Ésta vez no hubo provocación de por medio. Tampoco una pregunta incómoda como las que ha respondido en varios programas pagados. Ríos, como el autor de la frase que eligió usar, simplemente decidió que hoy era un buen día para disparar contra su blanco predilecto, y poner a prueba su condición de intocable.
Desde hace un tiempo, pasa en Chile con Ríos algo similar a lo que ocurre en Argentina con Maradona. Como que en el aire está la sensación de que le debemos algo. Que nos entregó una alegría, un momento único, una sensación incomparable y que, a cambio, el país, incluido el periodismo, le debe corresponder con una lealtad eterna, con un respeto absoluto.
El problema está cuando el ídolo pone demasiadas veces a prueba ese fanatismo. Cuando cruza la línea de forma reiterada y decide agregar a su colección de trofeos y momentos exitosos una cantidad similar de situaciones incómodas, polémicas y decadentes, tan comunes en el resto de los mortales.
Hace unos meses, Marcelo Bielsa fue consultado sobre una frase de Maradona.

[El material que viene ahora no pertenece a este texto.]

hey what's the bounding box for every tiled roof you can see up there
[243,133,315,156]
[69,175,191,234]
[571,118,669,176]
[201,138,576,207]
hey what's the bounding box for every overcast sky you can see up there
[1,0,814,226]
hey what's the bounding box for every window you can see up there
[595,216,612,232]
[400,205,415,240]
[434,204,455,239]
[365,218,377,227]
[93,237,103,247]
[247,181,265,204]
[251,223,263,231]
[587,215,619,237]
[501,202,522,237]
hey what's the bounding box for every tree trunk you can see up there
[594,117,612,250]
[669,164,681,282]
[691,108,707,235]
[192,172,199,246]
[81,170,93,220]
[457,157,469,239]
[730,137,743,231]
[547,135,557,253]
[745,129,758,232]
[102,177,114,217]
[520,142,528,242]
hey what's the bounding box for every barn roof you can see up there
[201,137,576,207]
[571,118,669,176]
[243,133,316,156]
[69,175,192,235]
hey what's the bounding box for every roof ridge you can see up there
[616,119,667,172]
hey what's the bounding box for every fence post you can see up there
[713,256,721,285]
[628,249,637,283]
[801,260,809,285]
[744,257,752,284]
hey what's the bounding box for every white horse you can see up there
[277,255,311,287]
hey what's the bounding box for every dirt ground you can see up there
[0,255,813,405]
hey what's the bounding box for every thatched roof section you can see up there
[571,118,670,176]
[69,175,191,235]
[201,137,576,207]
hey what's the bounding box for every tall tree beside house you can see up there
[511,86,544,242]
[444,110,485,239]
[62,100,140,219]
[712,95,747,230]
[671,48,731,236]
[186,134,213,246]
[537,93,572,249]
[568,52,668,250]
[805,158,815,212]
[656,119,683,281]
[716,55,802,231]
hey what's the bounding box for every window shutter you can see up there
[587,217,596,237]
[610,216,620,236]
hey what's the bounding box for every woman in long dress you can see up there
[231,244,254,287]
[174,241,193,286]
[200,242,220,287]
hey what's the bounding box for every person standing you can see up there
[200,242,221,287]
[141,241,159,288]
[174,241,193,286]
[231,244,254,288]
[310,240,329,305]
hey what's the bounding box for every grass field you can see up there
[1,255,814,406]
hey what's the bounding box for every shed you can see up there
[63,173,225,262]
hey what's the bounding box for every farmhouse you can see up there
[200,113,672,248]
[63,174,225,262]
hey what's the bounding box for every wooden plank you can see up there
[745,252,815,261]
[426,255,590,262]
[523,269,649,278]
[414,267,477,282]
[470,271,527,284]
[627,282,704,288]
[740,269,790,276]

Así respondió. "Le debemos tanto a Diego que, diga lo que diga, yo nunca me dispongo a expresar coincidencia o disidencia. Siento la obligación de escuchar y respetar, más que escuchar y opinar", dijo el Loco con una maestría absoluta para ubicarse en la otra vereda.
Pienso en una frase así como un respuesta para Ríos.

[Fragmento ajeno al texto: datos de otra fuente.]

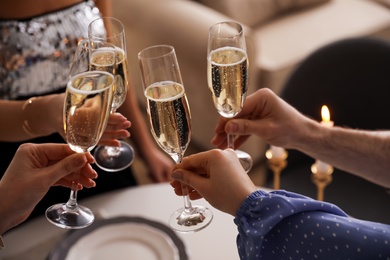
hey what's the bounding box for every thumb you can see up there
[172,169,208,192]
[225,119,258,136]
[46,153,88,184]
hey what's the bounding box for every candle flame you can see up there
[321,105,330,122]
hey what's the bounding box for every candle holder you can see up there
[265,149,288,190]
[310,162,334,201]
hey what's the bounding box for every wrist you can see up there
[21,97,40,137]
[293,117,321,151]
[23,94,63,137]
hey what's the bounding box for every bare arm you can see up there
[213,88,390,189]
[296,122,390,188]
[0,95,63,141]
[95,0,112,17]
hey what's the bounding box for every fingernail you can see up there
[171,170,183,180]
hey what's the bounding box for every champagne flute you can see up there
[89,17,134,172]
[45,68,115,228]
[138,45,213,233]
[207,21,253,172]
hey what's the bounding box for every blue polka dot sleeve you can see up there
[234,190,390,259]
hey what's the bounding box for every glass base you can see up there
[45,203,94,229]
[236,150,253,173]
[169,206,213,233]
[94,141,134,172]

Quizás sea ese el camino que debemos seguir con él de aquí en adelante. Dejarlo ahí, en silencio, congelado en una imagen de 1998 ó 1999, y no seguir asistiendo al triste paso del tiempo, a ese espectáculo masoquista de ver cómo una estatua bañada en oro comienza a descascararse hasta mostrar lo opaca que es por dentro.